Both John and Chris have mentioned the new hotness that we’re testing in FC5. I thought that I would add some comments on this:
Some people have characterized this as “Red Hat vs. Novell.” This is the wrong way to frame this. True, Dave at Novell is the one who is largely responsible for the XGL work and the X hackers at Red Hat are some of the primary authors of the aiglx work. However, there’s been a huge number of external contributions to the aiglx work from outside of Red Hat and one of the primary components of aiglx (the pixmap to texture extension) actually comes from the XGL! It’s just where it’s integrated that’s important. At worst, it’s a competition, at best, it’s inadvertent teamwork.
The irony here is that what we’ve done with the aiglx work means that we run on a lot of the open source 3d drivers, but we don’t run on the NVidia binary driver. But NVidia says that they will be adding support for the extension in their next major driver release, which means that the aiglx code will run on a pretty wide variety of cards under Linux. (I don’t know about the ATI folks – they have been mum on the subject.)

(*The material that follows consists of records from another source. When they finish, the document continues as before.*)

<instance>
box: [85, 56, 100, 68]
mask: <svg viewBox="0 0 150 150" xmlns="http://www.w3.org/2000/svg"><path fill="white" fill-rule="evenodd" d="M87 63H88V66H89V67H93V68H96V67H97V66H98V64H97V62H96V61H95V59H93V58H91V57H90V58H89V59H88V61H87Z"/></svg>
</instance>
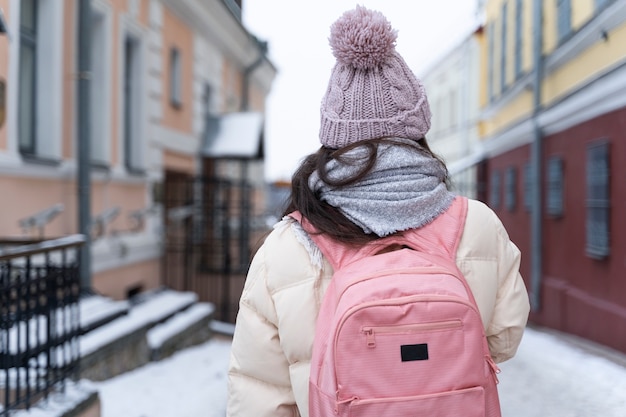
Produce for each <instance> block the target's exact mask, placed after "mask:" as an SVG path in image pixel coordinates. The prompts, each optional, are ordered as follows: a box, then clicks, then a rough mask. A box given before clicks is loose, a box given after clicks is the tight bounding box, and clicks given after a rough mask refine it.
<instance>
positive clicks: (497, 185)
mask: <svg viewBox="0 0 626 417" xmlns="http://www.w3.org/2000/svg"><path fill="white" fill-rule="evenodd" d="M501 188H502V184H501V179H500V172H499V171H493V172H492V173H491V187H490V190H489V205H490V206H491V208H493V209H499V208H500V199H501V196H500V189H501Z"/></svg>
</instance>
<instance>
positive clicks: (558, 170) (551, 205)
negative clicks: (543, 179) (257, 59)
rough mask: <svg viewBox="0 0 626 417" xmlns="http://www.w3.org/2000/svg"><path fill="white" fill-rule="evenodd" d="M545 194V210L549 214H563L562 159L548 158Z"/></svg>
mask: <svg viewBox="0 0 626 417" xmlns="http://www.w3.org/2000/svg"><path fill="white" fill-rule="evenodd" d="M546 180H547V190H546V193H547V196H546V205H547V207H546V211H547V212H548V214H549V215H550V216H554V217H561V216H562V215H563V159H562V158H560V157H552V158H549V159H548V167H547V172H546Z"/></svg>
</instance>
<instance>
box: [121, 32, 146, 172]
mask: <svg viewBox="0 0 626 417" xmlns="http://www.w3.org/2000/svg"><path fill="white" fill-rule="evenodd" d="M140 47H141V45H140V41H139V39H137V38H135V37H132V36H127V37H126V40H125V42H124V109H123V110H124V163H125V165H126V169H127V170H128V171H129V172H135V173H141V172H143V152H142V151H143V140H142V137H141V129H140V127H141V120H142V117H141V105H140V104H141V101H140V96H141V77H140Z"/></svg>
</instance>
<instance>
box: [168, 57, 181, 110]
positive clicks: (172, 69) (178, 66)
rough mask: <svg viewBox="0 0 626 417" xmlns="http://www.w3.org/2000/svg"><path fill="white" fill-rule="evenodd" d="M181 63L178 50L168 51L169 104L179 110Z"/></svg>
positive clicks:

The important thing to realize about aiglx is that it’s a method to incrementally improve the desktop. If your driver supports it, you turn it on. If you don’t it still works. And it turns out that building a window manager takes years of work. Sure, you can get one that’s working properly in a couple of months but you spend years adding support for all the old strange legacy clients that are out there and adding enough features to make it usable for a wide variety of users. Simply put, it’s easier to add compositing manager capabilities to a working window manager than it is to turn a compositing manager into a working window manager. What I’m really hoping will happen is that we can take all of the really well-polished features that are found in compiz and get them into metacity. Because that’s where the real value is in compiz – not the window management capabilities, but the great 3D effects it has. It would be great if we could get the best of both worlds and deliver a unified solution.